Open capoolebugchat opened 8 months ago
@capoolebugchat are you interested in picking up this issue?
@TeddyCr I would love to help.
@TeddyCr yes, sorry about the extra late reply
Thanks @capoolebugchat I'll assign it to you then. We have some information about how to build a new connector here. Make sure to join our slack channel and the #contributor channel for any help.
@rogercezidio please check other connectors here for contributing we have many. 😊
Hi folks,
we did a simple implementation for a Dremio custom connector here: https://github.com/TIKI-Institut/openmetadata-dremio-connector. It can only scrap Metadata. It has no support for Query Usage, Profiling etc. We didn't find a possibility to implement that for a custom connector. For lineage we are simple using DBT at the moment.
We would appreciate any feedback. Is it possible that this will be integrated into OpenMetadata?

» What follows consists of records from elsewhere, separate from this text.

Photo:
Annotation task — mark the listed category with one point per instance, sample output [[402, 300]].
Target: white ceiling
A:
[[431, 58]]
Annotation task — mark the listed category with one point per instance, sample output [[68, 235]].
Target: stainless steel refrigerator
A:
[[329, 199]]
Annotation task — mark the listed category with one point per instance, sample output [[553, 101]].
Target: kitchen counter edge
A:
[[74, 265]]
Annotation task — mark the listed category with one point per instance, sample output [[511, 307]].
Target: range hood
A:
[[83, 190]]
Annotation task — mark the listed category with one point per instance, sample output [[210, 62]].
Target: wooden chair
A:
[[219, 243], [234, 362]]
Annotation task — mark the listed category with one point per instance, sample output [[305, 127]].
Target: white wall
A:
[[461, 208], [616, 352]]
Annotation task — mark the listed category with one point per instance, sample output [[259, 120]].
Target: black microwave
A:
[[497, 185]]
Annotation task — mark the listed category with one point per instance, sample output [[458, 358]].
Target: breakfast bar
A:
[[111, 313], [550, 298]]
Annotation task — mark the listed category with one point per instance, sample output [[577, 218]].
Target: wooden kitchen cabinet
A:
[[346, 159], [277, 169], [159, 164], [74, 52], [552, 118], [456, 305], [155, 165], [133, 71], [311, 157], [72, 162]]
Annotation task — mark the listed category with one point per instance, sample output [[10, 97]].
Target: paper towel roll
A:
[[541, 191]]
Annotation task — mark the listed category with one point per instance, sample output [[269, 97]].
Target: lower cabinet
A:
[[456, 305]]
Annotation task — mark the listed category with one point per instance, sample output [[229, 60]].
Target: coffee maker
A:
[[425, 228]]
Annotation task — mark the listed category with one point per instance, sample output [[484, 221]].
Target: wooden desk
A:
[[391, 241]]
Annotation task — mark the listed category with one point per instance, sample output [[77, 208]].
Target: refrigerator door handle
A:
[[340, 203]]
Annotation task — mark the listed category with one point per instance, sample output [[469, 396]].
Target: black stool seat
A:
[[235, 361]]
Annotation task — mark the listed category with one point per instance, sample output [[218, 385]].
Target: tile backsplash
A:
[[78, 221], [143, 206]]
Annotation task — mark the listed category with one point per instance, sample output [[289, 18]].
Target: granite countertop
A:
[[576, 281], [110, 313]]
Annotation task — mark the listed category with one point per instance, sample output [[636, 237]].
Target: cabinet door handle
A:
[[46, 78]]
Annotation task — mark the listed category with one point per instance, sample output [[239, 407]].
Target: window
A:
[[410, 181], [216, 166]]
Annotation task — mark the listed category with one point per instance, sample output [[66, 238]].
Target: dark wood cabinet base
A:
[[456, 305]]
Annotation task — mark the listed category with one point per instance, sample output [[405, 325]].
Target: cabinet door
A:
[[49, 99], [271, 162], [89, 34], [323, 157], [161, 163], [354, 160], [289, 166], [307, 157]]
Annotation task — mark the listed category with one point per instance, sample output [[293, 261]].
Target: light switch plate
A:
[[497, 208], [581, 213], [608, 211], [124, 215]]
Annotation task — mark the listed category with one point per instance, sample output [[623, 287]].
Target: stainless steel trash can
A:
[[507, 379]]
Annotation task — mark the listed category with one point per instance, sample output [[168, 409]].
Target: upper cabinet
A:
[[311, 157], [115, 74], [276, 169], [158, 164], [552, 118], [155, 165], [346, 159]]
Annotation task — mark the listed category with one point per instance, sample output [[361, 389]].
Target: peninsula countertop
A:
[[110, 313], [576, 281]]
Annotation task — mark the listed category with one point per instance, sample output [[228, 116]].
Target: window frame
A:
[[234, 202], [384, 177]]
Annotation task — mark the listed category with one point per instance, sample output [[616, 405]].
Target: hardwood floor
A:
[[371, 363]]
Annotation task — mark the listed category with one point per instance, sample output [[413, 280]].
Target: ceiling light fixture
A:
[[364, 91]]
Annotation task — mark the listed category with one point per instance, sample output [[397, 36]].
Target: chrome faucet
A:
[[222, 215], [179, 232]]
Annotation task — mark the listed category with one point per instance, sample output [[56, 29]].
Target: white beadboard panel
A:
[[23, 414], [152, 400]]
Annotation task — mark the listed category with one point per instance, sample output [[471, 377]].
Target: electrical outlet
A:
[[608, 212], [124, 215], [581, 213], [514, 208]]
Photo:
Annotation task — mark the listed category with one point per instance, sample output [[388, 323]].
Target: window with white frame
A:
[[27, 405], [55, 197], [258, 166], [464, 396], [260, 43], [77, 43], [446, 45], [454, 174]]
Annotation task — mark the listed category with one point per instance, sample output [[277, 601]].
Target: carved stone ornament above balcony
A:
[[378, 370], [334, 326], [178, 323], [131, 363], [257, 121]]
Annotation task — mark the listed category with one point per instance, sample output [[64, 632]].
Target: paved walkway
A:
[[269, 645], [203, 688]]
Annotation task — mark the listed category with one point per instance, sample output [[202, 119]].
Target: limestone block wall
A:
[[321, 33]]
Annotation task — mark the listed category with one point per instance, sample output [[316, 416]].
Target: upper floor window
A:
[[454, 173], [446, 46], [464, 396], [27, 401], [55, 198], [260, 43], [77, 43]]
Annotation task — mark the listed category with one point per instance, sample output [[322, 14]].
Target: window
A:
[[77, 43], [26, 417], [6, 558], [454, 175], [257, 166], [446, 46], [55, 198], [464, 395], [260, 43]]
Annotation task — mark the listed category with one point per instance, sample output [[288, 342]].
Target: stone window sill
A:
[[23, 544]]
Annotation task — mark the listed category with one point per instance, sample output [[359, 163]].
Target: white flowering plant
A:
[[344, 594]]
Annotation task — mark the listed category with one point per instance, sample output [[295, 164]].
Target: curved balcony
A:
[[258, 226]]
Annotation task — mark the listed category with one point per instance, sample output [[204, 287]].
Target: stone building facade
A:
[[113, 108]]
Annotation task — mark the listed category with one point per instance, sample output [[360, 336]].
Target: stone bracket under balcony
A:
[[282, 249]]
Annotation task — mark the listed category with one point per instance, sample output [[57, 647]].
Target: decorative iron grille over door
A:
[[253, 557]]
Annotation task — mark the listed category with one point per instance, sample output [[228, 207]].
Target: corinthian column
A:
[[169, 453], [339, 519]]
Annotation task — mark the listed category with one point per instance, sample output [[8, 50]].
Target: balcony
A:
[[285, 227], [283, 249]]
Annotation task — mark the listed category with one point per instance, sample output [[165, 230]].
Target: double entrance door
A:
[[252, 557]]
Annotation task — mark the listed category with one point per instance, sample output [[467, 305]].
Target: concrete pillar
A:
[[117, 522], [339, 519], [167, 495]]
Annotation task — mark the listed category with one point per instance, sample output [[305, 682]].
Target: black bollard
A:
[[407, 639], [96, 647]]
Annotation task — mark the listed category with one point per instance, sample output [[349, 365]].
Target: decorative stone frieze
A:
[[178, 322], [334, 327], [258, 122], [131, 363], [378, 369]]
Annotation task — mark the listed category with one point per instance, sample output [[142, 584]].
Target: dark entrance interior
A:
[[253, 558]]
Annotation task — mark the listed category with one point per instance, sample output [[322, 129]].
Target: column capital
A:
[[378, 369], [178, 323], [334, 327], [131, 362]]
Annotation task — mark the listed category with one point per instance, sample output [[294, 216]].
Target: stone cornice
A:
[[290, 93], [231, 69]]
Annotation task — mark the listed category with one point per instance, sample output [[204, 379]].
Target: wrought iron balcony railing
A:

Hey @wobu we would recommend you to directly contribute the connector to the community. This will allow you to leverage the existing code base to implement support for Usage, Profiling, etc.
Here is a link with more information -> https://docs.open-metadata.org/latest/developers/contribute/developing-a-new-connector
We thought about it, and also tried it, but unfortunatley setting up the openmetadata project under windows OS wasn't easy :/ (WSL would maybe an option). So we decided to just start with a custom connector.
The CustomConnector is currently sufficient for us, so we won't provide a direct community integration in the near future until our investment in Openmetadata and Dremio increases.
I'm finding a way for the OMD project to rule over every tool's metadata and sort of monitors an extra-compact DataPlatform, this DP uses Dremio as its query execution engine for scalability with bigger datasets and ease of use (it connects well to a lot of data sources). However, OMD hasn't the connector to Dremio for metadata extract and monitoring.
Solution: A Dremio connector to OMD, which can be easily configured through minimal variables like host:port and usrn:pasw, ssl is a nice addon feature but is not essential for now.
Alternative: An external data cataloguing service like HiveDC, DynamoDB, Nessie (Dremio recommended),... Both OMD and Dremio uses this as Metadata monitor and tracking tool. However this exclude Dremio from OMD and bloats the infra a bit (another data solution to take care of).
I'm new to this Cloud Data Engineering thing, a bit suprised about how limited Dremio is, though the engine is still quite powerful.